Erdbeben sind in Griechenland und insbesondere auch auf dem Peloponnes keine Seltenheit. In Europa ist Griechenland das am stärksten von Erdbeben betroffene Land. Kleinere Beben werden praktisch alle paar Tage registriert.

Grund für die häufig auftretenden Erdbeben in Griechenland ist ein tiefer Graben, der südlich der Halbinsel Peloponnes im Meer verläuft. Dort stoßen die afrikanische und die europäische Platte aufeinander.
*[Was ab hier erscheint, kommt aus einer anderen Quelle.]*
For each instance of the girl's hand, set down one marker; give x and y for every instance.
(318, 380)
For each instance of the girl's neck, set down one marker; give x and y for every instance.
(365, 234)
Dieser tektonische Graben ist rund 1000 Kilometer lang und reicht vom Süden der Türkei bis ins Ionische Meer. Dadurch entstehen jährlich hunderte Erdbeben.

Speziell auf dem Peloponnes und hier insbesondere am Golf von Korinth kommt es fast täglich zu kleinen Erdbeben. Aber auch stärkere Beben treten immer wieder auf.

Bei einem der schweren Erdbeben wurde die Stadt Kalamata 1986 fast vollständig zerstört. Bei diesem Beben der Stärke 6,2 auf der Richterskala  verließen 20.000 Menschen damals in Panik die Stadt. Die verbliebenen rund 24.000 Einwohner lebten jahrelang in Containern, Zelten und auf Schiffen. Noch heute sind die Schäden an einigen Häusern in der Innenstadt zu erkennen.

Seit einigen Jahren ist es in Griechenland Pflicht, neue Häuser "erdbebensicher" zu bauen. Diese Betonskelettbauweise ist vielerorts zu erkennen, da die Häuser oft erst nach und nach komplett ausgebaut werden. So entstehen viele neue Häuser, die äußerlich als traditionelles Steinhaus erscheinen, aber aus einem Stahlbetongerüst bestehen.

Auch wenn die Erdbeben häufig auftreten, besteht für Urlaubsgäste in Griechenland kein Grund zur Panik. Die Zahl der zu Schaden kommenden Menschen ist relativ gering und die meisten Häuser und Wohnungen, die für Touristen angeboten werden, sind bereits in erdbebensicherer Bauweise errichtet worden. Lediglich die Häuser, die noch tatsäschlich in der traditionellen Stein auf Stein-Bauart errichtet wurden, bergen ein höheres Risiko des Einsturzes bei einem Erdbeben.

Aktuelle Informationen gibt es beim Europäischen Mittelmeer-Erdbeben-Zentrum.